Tacuarí y Caseros, puterío con categoría de hotel para familias, no era el mejor lugar para hacer un examen de conciencia.

– Tenga cuidado -me aconsejó el peón del taxi cuando llegamos, como si le importara.

Planta baja y dos pisos, sin puertas, un pasillo mugriento y oscuro donde a lo mejor a comienzos de siglo hubo alfombra roja. El Chivo tenía razón, gritos y olores saturan esos inquilinatos sin verdaderos inmigrantes, colmados de hermanos latinoamericanos sin agallas para convertirlos en conventillos de buena ley.

Encaré como si fuera de la casa, aunque sólo tuviera la descripción seguramente fantasiosa de la crónica del diario. Por la mitad de la escalera hacia el primer piso se me cruzó una gorda desaliñada, un coágulo de pura grasa transpirada preguntándome qué busca. Le dije que allí había muerto un amigo y que, como según su testamento me había dejado algo, venía a ver si lo encontraba en la que había sido su pieza.

– ¿Cómo sé que no es poli?

Ocupaba, increíblemente, casi toda la luz de la escalera.
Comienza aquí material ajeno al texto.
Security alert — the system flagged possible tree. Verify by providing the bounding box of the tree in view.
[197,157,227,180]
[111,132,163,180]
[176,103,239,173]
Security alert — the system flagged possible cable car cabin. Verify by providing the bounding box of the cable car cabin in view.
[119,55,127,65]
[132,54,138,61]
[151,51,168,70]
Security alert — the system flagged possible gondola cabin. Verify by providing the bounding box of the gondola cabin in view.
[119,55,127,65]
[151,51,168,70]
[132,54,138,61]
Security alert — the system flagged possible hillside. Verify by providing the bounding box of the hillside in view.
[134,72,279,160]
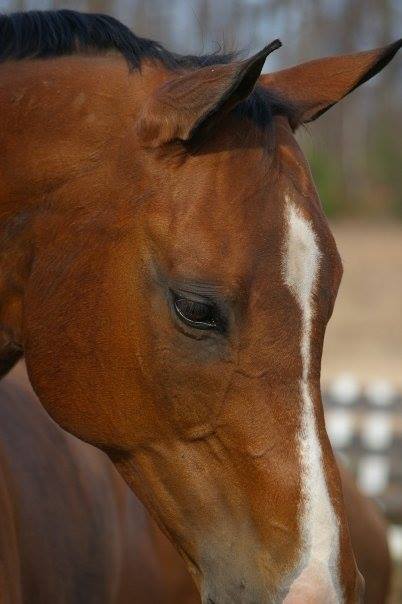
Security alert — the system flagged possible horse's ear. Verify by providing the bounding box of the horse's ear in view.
[259,40,402,128]
[138,40,281,147]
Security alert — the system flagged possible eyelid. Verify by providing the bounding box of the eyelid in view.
[169,289,228,333]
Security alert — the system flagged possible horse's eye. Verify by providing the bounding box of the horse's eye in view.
[173,294,224,331]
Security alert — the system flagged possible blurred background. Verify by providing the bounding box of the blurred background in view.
[0,0,402,603]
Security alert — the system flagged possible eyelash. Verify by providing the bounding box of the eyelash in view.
[171,292,226,332]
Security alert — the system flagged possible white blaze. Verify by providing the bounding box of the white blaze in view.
[283,198,342,604]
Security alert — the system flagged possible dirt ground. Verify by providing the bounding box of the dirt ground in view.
[322,222,402,388]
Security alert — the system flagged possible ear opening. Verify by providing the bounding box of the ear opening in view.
[259,40,402,129]
[138,40,281,147]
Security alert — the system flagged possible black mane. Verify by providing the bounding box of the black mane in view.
[0,10,293,127]
[0,10,234,69]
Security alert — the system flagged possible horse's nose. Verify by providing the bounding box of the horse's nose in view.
[284,561,364,604]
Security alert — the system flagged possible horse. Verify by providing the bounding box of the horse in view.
[0,360,199,604]
[0,11,401,604]
[0,364,390,604]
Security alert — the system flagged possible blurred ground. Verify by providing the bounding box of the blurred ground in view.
[322,222,402,388]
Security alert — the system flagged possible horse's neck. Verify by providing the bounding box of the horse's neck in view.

Para pasar, tendría que haberme sumergido en ese pozo ciego adiposo, abrirme paso entre sus carnes como si estuviera naciendo de nuevo a los cincuenta y siete. Preferí hacerme amigo de la gorda.

– Lo sabe, simplemente -dije sonriendo.

– Tiene razón -aceptó, halagada porque le reconocieran su olfato-, los polis apestan.

Giró despacio, resoplando, y me dijo que la siguiera.

– Aunque a esa pieza la ocupan ahora dos familias de bolitas. Si había plata de su amigo ahí, despídase.

– De todos modos era poca -la consolé.

– Tratándose del Chivo, un cambio de cien ya sería una fortuna -dijo la gorda.

Se detuvo frente a la puerta de la habitación y la abrió de un saque, estilo Gestapo.

– ¡Afuera! -les gritó a los bolivianos que, amontonados en dos catres como cubanos sobre sus balsas, estaban comiendo con la mano albóndigas con puré-. ¡El señor viene a revisar!

Nadie protestó. Salieron mirando al piso, dos hombres con sus mujeres y media docena de chicos, callados y en fila, masticando las albóndigas.

– Mire bien -dijo la gorda, severa-, a ver si estos ladrones no se quedaron con algo.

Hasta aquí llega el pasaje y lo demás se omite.